Through the events of salvation history, we see God at work, writing salvation's story through the crooked lines of human history.

• Abraham, our father in faith. Genesis 21 tells us that Abraham was 100 years old, and Sarah 90 (Gn 18), when their only son Isaac was born. Both were old and frail, well past their productive ages. Yet, as pointed out in Heb 6:11, "there came forth from one man, himself as good as dead, descendants as numerous as the stars in the sky and as countless as the sands on the seashore."

• Jacob, father of the tribes of Israel. Jacob did not start well in life. He stole his brother's birthright (Gn 27) and then ran off with his father-in-law's family and goods (Gn 30 and 31). But, in the end, Jacob mended his relations with both Laban and Esau, even risking his life by facing his brother alone (Gn 33).

• David, the greatest king of Israel, "a man after God's own heart" (1Sm 13:14). Yet David showed his human flaws, committing adultery with Bathsheba and then having her husband, Uriah, killed (2Sm 11). Yet, when David repented, God fulfilled the promise to establish David's throne forever.

These people were Jesus' ancestors. And don't forget the women in his family tree: Tamar, who tricked Judah into fathering her twin sons; Rahab, the harlot, who saved Joshua's spies in the conquest of Jericho (Jos 2:1-18). Even Sarah laughed when God promised her a son (Gn 18:12).

Then there were Jesus' followers. They found many crooked lines in their lives too:

• Peter, big and good-hearted, sometimes at a loss for words, at others times, saying just the wrong thing. (Remember, "Get behind me Satan?") He even denied Jesus on that fateful night. But Peter ran to the tomb to learn the unimaginable truth and then -- three times -- declared his love for Christ.

• Paul (still called Saul), on fire for his faith, "persecuted the Church of God violently and tried to destroy it" (Gal 1:11). He had to be struck blind before he saw salvation's straight lines. But then to him, "the very least of all the holy ones, this grace was given, to preach to the Gentiles the inscrutable riches of Christ" (Eph 3:8).

And lest we think God's chosen ones, the crooked lines with which he writes straightly, have it easy even as they follow God's will, recall Paul's words to the Corinthians: "a thorn in the flesh was given to me... Three times I begged the Lord about this that it might leave me, but he said to me, 'My grace is sufficient for you, for power is made perfect in weakness'" (2Cor 12:7-9).

Divine power is made perfect in weakness. Crooked lines are made straight. A chief tax collector, the most despised of "governmental thieves," vows to give back anything he has wrongfully taken and more. And what happens? "Today, salvation has come to this house ... for the Son of Man has come to seek and to save what was lost."

Are we small like Zaccheus? Proud like Paul? Weak like David? Frail like Abraham? Old like Sarah? Doubting like Thomas?

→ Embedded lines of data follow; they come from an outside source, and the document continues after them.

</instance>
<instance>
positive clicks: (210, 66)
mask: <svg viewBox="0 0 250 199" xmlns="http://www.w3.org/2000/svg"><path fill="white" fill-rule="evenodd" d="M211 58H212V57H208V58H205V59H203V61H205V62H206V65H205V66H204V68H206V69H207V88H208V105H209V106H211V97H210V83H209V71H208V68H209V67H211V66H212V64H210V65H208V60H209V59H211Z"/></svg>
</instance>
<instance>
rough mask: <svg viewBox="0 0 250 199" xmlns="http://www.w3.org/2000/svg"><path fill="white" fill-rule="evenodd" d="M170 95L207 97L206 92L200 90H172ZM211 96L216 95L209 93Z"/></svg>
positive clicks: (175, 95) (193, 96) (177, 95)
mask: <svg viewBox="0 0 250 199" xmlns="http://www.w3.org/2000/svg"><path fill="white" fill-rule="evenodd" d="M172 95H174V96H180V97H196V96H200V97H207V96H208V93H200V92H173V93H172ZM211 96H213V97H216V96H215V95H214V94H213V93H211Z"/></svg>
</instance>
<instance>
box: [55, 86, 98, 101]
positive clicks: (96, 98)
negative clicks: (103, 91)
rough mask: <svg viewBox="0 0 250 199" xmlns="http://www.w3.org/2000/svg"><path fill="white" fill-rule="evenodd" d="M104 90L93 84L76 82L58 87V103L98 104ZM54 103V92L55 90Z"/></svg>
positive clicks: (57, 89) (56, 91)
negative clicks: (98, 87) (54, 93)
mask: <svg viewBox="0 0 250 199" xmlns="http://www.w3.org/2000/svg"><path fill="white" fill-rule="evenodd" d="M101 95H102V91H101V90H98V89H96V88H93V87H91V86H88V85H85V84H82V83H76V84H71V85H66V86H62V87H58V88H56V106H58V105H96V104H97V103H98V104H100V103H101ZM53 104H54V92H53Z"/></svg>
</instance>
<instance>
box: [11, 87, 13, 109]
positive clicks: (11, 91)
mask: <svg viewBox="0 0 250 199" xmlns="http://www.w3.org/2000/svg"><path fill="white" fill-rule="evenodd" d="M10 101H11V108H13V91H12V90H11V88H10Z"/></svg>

Each of us has crooked lines. Zaccheus teaches us that crooked lines can be made straight. All we must do is be willing to offer ourselves to God's hand.

As Pope John Paul said in a homily on Zaccheus: "Thanks to the closeness of Jesus, of his words and of his teaching, this man's heart begins to be transformed... This opening of the heart in the encounter with Christ is a pledge of salvation... And just as he once did with Zaccheus, so at this moment Christ stands before the men and women of our age. He seems to say to each person individually: "I must stay at your house today" (June 9, 1999).

Zaccheus, a little man, despised by others, faced the enormity of all salvation offered to him. Overjoyed, he climbed down from his crooked tree limb and came straight home to salvation.